To answer your question I'm going to prove something a little more general: I'm going to consider a generic map $f \colon \mathbb R^{m+1} \to \mathbb R^{n+1}$.
The well definition problem for the function is that for every $x_1,x_2 \in X$ such that $[x_1]=[x_2]$ the equality $[f(x_1)]=[f(x_2)]$ holds.
Let $\pi_m \colon \mathbb R^{m+1}\setminus\{0\} \to \mathbb{RP}^m$ be the canonical projection, i.e. the map sending every $x \in \mathbb R^{m+1}\setminus\{0\}$ in $\pi_m(x)=[x] \in \mathbb{RP}^m$. Now the well definition problem can be rephrased in terms of diagrams saying that we want find necessary and sufficient conditions for the commutativity of the diagram below .

This function $[f]$ exists if and only if for each pair $x,y \in \mathbb R^{m+1}\setminus\{0\}$ $[x]=[y]$, i.e such that exists $\lambda \in \mathbb R \setminus \{0\}$ the condition $[f(x)]=\pi_n \circ f(x)=\pi_n \circ f(y)=[f(y)]$, this by universal property of quotient set for a given equivalence relation.
Edit: I'm adding some details about the said universal property for quotient sets.
Let $\pi \colon X \to Y$ be a surjective function. Then for every other function $g \colon X \to Z$ there exists a (necessarily unique) $h \colon Y \to Z$ such that
$ g = h \circ \pi $ (i.e. $f$ factors through $\pi$) if and only if for each $x_1,x_2 \in X$ such that $\pi(x_1)=\pi(x_2)$, we have that $g(x_1)=g(x_2)$.
Proof: If this $h$ exists clearly we have that for each pair $x_1,x_2 \in X$ such that $\pi(x_1)=\pi(x_2)$, we have that
$g(x_1)=h \circ \pi(x_1)=h \circ \pi(x_2) = g(x_2)$
If $k \colon Y \to Z$ is another function such that $k \circ \pi=g$ then we have the for every $y \in Y$ exists a $x \in X$ such that $\pi(x)=y$, and so
$h(y)=h \circ \pi(x) = k \circ \pi(x)=k(y)$
and so $k=h$ (thus if $h$ exists it's unique too).
Let's now show that if the condition holds then function $h$ as above exists. For each $x \in X$ we can consider the set $\left\{g(x') | x' \in X, g(x')=g(x) \right\}$, by the hypothesis this set contains just one element, namely $g(x)$. So its well defined tha map $h(\pi(x))=g(x)$, because $g(x)$ doesn't depend of the choice of the $x \in X$. Clearly this $h$ is the map we were looking for.

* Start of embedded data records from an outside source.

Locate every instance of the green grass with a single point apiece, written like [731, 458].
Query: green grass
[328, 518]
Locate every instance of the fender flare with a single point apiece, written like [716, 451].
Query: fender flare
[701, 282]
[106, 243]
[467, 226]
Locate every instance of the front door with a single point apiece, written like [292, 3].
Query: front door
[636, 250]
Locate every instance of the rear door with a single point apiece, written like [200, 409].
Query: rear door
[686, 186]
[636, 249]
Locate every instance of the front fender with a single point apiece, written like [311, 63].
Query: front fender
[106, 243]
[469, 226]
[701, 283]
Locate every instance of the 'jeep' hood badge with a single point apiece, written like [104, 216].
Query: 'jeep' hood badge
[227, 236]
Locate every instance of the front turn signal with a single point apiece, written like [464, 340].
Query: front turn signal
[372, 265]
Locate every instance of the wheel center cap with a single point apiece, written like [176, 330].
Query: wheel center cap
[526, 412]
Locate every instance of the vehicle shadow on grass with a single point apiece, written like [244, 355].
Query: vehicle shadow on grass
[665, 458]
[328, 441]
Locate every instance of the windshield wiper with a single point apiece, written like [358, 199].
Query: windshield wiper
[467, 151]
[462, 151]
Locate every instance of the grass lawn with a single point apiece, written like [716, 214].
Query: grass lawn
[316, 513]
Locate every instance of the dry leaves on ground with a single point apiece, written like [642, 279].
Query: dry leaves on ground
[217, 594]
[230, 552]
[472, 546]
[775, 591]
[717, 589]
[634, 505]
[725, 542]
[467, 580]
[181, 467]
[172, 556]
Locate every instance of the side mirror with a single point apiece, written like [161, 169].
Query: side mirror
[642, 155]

Now this theorem can be applied to the problem in the begging letting be $X= \mathbb R^{m+1} \setminus \{0\}$, $Y=\mathbb{RP}^{m}$, $\pi=\pi_m$ , $Z=\mathbb{RP}^{n}$ and $g=\pi_n \circ f$.
In particular if $f \mathbb R^{m+1} \to \mathbb R^{n+1}$ is a linear injective map this we have the map $[f]$ because for every $x_1,x_2 \in \mathbb R^{m+1} \setminus \{0\}$ such that exists $\lambda \in \mathbb R \setminus \{0\}$ for which $x_2=\lambda x_1$ we have that $f(x_2) = f(\lambda x_1)=\lambda f(x_1)$ and thus $\pi_n \circ f(x_2) = \pi_n (\lambda f(x_1)) = \pi_n \circ f(x_1)\ \text{.}$
Injectivity is required because otherwise we could have points of $\mathbb R^{m+1} \setminus \{0\}$ which were send to $0$, which doesn't belong to $\mathbb R^{n+1} \setminus \{0\}$ so $[f]$ could not exists in this case.